Depois, temos um interessante detalhe escrito por João: “era por volta das quatro horas da tarde”. Aquele dia, aquela hora e aquele instante são importantes de serem relatados, pois revelam e marcam o início de uma nova história, de um tempo novo e de uma nova criação. Tal detalhe é muito humano, pois todos nós trazemos na nossa memória, dias e horas fundamentais. Dias e horas que marcaram o início ou a necessidade de uma nova construção.


Em vista disso, o evangelho de hoje começa com João fixando o olhar em Jesus e afirmando a sua vinda como cordeiro de Deus; e, termina com o olhar de Jesus em Pedro dando-lhe uma nova identidade. Esse agora assume o nome de Cefas. A mudança do nome indica uma novidade profunda que Cristo traz para a vida de Pedro.

Em ambos os casos, o olhar é intenso e profundo. A nossa vocação é um modo de olhar. É preciso ver diferente, ver aquilo que nem todo mundo consegue ver, ver todas as coisas com os olhos de Deus.

Enfim, o texto conclui sem mostrar onde era a verdadeira morada de Jesus. Por isso, aqui precisamos entrar num nível mais profundamente simbólico-teológico. A resposta para a pergunta dos discípulos significa muito mais. Numa tradução poderíamos dizer que os discípulos perguntam: onde é o teu onde?

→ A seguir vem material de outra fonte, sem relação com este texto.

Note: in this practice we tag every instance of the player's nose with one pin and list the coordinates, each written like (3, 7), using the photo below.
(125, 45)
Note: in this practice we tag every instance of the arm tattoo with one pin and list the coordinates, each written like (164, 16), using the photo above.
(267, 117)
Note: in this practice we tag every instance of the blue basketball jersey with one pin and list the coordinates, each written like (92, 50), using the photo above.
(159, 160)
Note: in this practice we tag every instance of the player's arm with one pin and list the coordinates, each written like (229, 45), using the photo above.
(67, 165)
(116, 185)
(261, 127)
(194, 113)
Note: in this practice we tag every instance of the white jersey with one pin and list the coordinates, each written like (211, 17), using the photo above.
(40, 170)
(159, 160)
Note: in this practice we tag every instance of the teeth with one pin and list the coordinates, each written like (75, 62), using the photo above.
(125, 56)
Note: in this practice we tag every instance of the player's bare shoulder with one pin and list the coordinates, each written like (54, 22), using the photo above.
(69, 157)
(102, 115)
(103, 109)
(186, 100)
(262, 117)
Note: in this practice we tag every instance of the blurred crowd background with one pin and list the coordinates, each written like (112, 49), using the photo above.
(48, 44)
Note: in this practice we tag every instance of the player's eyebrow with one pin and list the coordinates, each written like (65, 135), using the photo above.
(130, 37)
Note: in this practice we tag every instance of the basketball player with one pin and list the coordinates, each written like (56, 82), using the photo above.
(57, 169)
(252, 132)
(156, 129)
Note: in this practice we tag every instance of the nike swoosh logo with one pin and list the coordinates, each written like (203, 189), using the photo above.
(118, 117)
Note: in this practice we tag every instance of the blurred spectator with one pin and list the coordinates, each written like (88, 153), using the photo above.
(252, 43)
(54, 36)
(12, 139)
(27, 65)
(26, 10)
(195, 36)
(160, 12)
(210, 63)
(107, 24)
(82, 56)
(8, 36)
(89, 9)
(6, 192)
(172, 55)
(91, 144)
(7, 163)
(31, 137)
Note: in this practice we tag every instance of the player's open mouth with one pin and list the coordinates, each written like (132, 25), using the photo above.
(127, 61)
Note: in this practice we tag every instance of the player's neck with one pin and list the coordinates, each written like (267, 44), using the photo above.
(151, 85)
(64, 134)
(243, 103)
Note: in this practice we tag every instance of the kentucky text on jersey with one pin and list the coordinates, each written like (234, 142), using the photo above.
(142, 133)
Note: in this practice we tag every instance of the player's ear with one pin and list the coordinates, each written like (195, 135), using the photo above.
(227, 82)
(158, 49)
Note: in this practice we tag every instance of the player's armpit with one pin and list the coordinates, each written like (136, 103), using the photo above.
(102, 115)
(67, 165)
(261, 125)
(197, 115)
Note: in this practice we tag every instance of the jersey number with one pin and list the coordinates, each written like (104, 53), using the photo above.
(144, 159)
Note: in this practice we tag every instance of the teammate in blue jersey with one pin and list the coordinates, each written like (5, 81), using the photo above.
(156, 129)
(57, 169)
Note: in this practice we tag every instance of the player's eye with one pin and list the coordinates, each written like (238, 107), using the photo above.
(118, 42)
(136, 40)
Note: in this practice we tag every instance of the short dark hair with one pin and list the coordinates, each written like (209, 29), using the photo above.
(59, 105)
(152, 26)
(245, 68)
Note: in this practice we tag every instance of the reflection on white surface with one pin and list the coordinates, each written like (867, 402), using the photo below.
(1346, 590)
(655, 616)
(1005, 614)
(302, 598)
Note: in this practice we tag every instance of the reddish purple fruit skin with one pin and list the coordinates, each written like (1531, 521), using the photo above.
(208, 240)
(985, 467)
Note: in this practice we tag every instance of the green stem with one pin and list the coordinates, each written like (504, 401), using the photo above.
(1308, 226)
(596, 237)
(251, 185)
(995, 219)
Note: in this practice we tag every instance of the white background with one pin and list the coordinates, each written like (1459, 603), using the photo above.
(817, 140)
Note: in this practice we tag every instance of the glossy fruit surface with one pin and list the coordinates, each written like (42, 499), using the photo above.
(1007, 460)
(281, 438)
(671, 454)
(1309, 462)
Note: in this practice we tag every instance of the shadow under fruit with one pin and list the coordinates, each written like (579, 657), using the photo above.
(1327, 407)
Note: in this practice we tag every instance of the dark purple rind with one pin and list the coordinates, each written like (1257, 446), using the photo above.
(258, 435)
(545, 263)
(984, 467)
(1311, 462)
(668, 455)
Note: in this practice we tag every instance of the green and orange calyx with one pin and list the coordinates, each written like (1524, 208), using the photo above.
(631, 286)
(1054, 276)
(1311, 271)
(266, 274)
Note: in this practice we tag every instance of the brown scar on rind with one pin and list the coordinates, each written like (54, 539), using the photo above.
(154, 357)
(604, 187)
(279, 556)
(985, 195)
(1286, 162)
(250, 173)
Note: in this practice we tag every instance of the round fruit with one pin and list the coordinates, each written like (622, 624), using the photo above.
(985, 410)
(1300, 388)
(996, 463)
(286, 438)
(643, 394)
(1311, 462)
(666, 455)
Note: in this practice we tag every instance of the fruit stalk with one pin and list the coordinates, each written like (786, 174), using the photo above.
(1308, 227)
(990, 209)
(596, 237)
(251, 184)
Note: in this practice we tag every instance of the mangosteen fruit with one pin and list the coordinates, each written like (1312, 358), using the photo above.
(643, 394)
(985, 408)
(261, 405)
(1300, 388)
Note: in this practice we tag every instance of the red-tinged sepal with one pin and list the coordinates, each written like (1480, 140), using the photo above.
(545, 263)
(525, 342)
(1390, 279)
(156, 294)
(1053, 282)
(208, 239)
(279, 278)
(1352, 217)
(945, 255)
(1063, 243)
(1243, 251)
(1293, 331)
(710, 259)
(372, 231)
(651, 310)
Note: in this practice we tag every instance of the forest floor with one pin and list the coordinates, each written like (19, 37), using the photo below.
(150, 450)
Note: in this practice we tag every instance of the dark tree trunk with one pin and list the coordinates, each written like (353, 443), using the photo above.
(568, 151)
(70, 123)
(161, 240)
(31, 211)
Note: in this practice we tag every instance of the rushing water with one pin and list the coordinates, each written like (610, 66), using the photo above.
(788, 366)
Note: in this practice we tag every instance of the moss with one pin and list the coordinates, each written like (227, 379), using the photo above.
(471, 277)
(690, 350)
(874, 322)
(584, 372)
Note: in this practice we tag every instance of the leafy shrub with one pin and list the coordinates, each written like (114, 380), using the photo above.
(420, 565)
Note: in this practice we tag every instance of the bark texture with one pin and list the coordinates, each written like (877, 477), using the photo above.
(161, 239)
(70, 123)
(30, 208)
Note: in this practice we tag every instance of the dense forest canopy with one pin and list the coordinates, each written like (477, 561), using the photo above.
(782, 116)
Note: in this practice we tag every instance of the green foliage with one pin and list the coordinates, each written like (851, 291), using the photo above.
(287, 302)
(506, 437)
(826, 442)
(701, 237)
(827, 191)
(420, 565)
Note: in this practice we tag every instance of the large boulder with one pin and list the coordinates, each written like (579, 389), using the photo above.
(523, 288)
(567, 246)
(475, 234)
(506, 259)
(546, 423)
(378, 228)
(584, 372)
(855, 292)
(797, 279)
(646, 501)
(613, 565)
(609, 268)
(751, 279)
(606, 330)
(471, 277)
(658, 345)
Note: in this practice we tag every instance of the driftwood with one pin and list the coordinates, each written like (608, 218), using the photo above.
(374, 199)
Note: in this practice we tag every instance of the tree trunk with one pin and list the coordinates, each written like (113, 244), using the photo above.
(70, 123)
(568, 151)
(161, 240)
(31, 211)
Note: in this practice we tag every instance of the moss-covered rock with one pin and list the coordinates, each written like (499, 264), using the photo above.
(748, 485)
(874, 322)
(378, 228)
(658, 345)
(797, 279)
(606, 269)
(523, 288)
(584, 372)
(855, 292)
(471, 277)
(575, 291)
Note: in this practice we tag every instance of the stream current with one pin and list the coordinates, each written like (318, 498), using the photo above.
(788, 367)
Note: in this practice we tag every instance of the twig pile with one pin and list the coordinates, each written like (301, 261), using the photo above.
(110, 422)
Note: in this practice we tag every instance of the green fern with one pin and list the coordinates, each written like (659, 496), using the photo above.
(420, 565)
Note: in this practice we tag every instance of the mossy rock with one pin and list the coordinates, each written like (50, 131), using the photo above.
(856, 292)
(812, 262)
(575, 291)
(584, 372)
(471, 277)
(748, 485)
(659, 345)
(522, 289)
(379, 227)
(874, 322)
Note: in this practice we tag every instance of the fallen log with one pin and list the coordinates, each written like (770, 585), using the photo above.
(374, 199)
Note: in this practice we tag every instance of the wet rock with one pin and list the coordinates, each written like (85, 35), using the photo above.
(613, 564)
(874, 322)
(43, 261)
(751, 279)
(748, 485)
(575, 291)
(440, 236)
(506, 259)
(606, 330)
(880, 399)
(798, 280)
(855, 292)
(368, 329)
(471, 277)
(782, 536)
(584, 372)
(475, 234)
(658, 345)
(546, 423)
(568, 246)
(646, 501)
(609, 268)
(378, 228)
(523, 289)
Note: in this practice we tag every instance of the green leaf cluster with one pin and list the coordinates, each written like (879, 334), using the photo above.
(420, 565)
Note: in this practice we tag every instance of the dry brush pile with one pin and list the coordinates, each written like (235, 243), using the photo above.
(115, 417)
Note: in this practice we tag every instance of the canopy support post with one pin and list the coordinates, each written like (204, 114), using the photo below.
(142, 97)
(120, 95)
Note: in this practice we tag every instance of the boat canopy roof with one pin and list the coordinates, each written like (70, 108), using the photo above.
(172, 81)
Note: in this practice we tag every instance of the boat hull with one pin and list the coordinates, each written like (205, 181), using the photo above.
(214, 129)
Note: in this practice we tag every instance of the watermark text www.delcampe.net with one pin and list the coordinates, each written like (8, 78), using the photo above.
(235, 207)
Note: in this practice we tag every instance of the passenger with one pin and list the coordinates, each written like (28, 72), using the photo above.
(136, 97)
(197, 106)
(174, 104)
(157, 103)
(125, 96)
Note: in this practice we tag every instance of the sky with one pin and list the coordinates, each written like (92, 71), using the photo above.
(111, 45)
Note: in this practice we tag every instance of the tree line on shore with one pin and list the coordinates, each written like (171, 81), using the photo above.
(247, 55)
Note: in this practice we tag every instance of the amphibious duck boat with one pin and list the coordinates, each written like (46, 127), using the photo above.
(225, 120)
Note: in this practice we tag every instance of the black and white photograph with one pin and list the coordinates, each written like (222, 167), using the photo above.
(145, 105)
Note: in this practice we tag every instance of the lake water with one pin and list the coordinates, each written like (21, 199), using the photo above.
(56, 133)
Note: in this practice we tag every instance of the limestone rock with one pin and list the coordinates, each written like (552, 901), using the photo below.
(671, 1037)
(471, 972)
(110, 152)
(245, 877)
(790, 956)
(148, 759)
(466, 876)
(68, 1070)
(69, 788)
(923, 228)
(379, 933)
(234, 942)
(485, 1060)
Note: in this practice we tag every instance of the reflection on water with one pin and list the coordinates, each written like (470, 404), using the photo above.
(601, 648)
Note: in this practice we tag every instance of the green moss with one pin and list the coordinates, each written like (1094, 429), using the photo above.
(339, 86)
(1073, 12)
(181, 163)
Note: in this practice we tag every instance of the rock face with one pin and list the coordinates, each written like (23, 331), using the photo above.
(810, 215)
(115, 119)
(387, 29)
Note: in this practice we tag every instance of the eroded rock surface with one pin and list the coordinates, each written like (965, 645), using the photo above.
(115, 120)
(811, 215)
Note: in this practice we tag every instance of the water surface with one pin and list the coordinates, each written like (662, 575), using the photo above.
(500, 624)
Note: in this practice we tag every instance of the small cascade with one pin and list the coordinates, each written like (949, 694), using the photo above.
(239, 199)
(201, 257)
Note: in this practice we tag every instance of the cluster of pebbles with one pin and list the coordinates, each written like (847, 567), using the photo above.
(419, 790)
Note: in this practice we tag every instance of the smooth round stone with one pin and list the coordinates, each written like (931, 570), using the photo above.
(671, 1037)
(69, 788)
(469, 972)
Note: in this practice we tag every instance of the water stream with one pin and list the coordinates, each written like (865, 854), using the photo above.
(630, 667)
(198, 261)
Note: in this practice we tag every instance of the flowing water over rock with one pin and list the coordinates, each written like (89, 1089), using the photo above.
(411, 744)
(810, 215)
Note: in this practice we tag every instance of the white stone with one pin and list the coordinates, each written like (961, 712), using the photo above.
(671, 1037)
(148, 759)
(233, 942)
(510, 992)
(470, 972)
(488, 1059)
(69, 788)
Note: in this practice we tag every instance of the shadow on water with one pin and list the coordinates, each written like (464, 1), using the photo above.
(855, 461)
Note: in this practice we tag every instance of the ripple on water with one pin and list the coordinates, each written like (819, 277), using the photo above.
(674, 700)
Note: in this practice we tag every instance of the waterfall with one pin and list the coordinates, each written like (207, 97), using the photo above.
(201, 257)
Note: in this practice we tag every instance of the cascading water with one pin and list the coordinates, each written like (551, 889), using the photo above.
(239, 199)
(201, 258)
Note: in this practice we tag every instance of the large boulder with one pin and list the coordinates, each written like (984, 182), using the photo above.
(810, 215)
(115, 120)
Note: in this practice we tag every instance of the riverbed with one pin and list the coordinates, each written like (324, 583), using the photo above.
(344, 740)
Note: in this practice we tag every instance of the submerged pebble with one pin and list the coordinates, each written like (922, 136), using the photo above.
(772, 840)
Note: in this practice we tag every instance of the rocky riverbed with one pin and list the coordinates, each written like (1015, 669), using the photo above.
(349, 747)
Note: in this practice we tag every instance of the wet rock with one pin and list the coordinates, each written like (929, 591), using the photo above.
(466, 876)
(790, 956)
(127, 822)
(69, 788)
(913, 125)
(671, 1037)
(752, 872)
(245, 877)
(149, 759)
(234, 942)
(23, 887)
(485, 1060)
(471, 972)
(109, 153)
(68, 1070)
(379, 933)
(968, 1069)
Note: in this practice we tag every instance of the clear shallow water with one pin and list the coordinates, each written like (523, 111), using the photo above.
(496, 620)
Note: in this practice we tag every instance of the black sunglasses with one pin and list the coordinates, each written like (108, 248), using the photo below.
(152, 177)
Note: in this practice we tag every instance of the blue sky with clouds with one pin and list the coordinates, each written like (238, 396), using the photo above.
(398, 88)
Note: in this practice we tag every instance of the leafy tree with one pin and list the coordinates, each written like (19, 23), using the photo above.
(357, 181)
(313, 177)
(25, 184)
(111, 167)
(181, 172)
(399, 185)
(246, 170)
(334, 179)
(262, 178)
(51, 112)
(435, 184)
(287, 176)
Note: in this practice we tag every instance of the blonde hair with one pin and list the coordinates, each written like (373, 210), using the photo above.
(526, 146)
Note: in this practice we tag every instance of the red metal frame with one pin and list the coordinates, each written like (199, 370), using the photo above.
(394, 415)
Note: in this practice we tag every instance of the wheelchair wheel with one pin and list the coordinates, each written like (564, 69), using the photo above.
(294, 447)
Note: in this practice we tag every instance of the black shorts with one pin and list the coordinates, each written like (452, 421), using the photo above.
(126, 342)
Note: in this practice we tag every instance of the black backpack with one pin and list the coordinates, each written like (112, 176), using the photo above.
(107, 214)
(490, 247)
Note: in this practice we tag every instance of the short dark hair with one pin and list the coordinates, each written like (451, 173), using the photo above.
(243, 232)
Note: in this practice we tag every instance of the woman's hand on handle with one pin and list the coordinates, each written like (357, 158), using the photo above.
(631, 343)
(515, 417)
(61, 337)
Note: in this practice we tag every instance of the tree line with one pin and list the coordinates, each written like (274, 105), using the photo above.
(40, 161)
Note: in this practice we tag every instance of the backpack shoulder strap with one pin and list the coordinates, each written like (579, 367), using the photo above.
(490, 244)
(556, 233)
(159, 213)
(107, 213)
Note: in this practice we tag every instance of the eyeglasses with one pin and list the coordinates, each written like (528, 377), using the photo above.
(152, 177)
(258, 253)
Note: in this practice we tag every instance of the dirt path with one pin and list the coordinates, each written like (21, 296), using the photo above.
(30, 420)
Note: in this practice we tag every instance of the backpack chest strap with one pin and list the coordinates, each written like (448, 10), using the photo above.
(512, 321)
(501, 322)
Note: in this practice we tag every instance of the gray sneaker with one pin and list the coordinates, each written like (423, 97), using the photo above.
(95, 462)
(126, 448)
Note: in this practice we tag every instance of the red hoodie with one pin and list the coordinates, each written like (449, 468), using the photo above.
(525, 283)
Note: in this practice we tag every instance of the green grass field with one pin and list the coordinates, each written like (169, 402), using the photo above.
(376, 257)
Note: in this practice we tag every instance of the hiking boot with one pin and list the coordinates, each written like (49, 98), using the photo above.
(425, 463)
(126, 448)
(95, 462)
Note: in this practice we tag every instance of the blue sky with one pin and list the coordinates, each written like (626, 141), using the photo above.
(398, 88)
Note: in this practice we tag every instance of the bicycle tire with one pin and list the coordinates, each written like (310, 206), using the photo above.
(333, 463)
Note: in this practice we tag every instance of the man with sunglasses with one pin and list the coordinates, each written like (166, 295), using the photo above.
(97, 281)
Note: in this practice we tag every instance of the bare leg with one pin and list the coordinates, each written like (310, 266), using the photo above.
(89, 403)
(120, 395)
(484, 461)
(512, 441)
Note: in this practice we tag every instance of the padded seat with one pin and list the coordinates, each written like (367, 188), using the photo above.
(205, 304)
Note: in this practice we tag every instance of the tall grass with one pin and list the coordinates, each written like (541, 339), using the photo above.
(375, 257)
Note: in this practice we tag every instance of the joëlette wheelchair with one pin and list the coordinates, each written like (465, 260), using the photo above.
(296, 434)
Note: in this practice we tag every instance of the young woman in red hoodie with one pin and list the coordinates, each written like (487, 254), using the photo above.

Dessa forma, os discípulos descobrem que Jesus permanece no Pai, na sua palavra, no seu projeto e no seu amor. Com efeito, vemos que a proposta apresentada por Jesus para os discípulos é poder permanecer na profunda comunhão com o Pai e com o Espírito. O Pai é o espaço vital, pessoal e relacional de Jesus. Era preciso ver esse espaço de mistério.

Assim, o “onde” de Jesus é sempre o Pai e no seguimento esse “onde” também torna-se o “onde” do discípulo. De fato, não tinha como os discípulos não se maravilharem com tal proposta. Diante disso, continuar a seguir o Batista parecia ser estranho e pouco.

Com isso, vemos que a pedagogia litúrgica dessas três últimas semanas ajuda-nos a crescer em humanidade e na relação com Deus. Na solenidade da Epifania, vimos o caminho dos magos que olharam para o alto e descobriram que o Senhor tinha se revelado. Depois, na festa do batismo de Jesus, descobrimos um projeto amoroso e salvífico pensado por Deus desde sempre e revelado pela voz do Espírito. Hoje, a liturgia nos convida a apresentar ao Senhor qual o desejo mais profundo que habita o nosso coração, mesmo que seja um desejo simples e aparentemente banal.


Diante de todo e qualquer interesse, mesmo sendo simples e banal, o caminho proposto será sempre grandioso e pleno. Sim, porque ir ver a casa de Jesus é deixar toda segurança construída por nossas teorias para abrir-se ao projeto de amor e de salvação que o Pai tem para cada um de nós.